CONSCIENCE COLLECTIVE
Épisode premier : la tentation des dominations
Les nuées d’étourneaux virevoltent avec une vélocité et une précision étonnantes. Les bancs de sardines se déplacent avec une synchronisation époustouflante pour éviter les prédateurs. Les fourmis ou les abeilles, d’autre part, répartissent les fonctions de leurs cités avec une précision de métronome helvétique. Le mystère des mouvements d’ensemble et des agrégations spontanées intrigue nos scientifiques qui, au Centre national français de la recherche scientifique notamment,(CNRS) se penchent sur ces phénomènes. Charges électriques pour les étourneaux ou codage chimique pour les fourmis, il faut savoir comment une troupe sans chef avance.
Au plan microscopique, même les bactéries forment des colonies au comportement collectif. L’intérêt pour ces phénomènes de la nature est considérablement stimulé par les révélations possibles qui s’appliqueraient au genre humain. Si une équipe peut fonctionner parfaitement sans chef et si une ensemble peut se mouvoir en complète simultanéité, les perspectives qui s’ouvrent sone grandioses … Et peut-être terrifiantes.
Les dictateurs d’antan rêvaient de cette belle uniformité, comme en font foi les chorégraphies nazies a Nuremberg, l’architecture fasciste ou le petit livre rouge de Mao. Et les généraux de tout bord ont de tout temps voulu que leurs soldats avancent comme un seul homme, en fonction d’un mécanisme d’intégration dans l’unité de combat qui supplanterait leur instinct de survie individuel.
En effet, le modèle Orwellien esquisse la caricature de cette recherche de l’unité dans l’espèce humaine. Il propose d’influencer autrui jusqu’à en obtenir un tel polissage des idées et des comportements qu’on aboutit au « brave new world ». Cette perspective engendre évidemment son contraire, la race fière des rebelles.
La menace qu’une conscience collective s’articule sous l’emprise d’un maître malfaisant est toujours là, non plus dans les idéologies défuntes du vingtième siècle mais dans le système de production dont Marx avait perçu la perversion. L’hyper capitalisme manipule le langage, les idées, les habitudes et la communication –comme disait Marcuse – pour perpétuer le cannibalism souverain des exploitants.

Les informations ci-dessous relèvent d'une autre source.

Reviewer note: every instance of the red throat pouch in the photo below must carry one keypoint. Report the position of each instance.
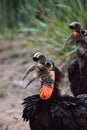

Et pourtant la chorégraphie de l’intégration continue de fasciner le mystique, l’esthète, le psychologue, le philosophe ou les accros de l’efficience.
Existerait-il une alternative qui soit collective au conformisme robotique ? Se dépasser sans se perdre ? Peut-on faire partie du Tout sans tomber dans la tentation totalitaire ? S’intégrer sans s’effacer dans la conformité du troupeau ?
J’ai essayé de présenter d’autres pistes dans « l’ouverture du troisième sceau » (The Breaking of the Seventh Seal). Nous pouvons résister au laminage de notre identité par une alternative qui reste collective. C’est en devenant mieux Soi même que l’on devient davantage.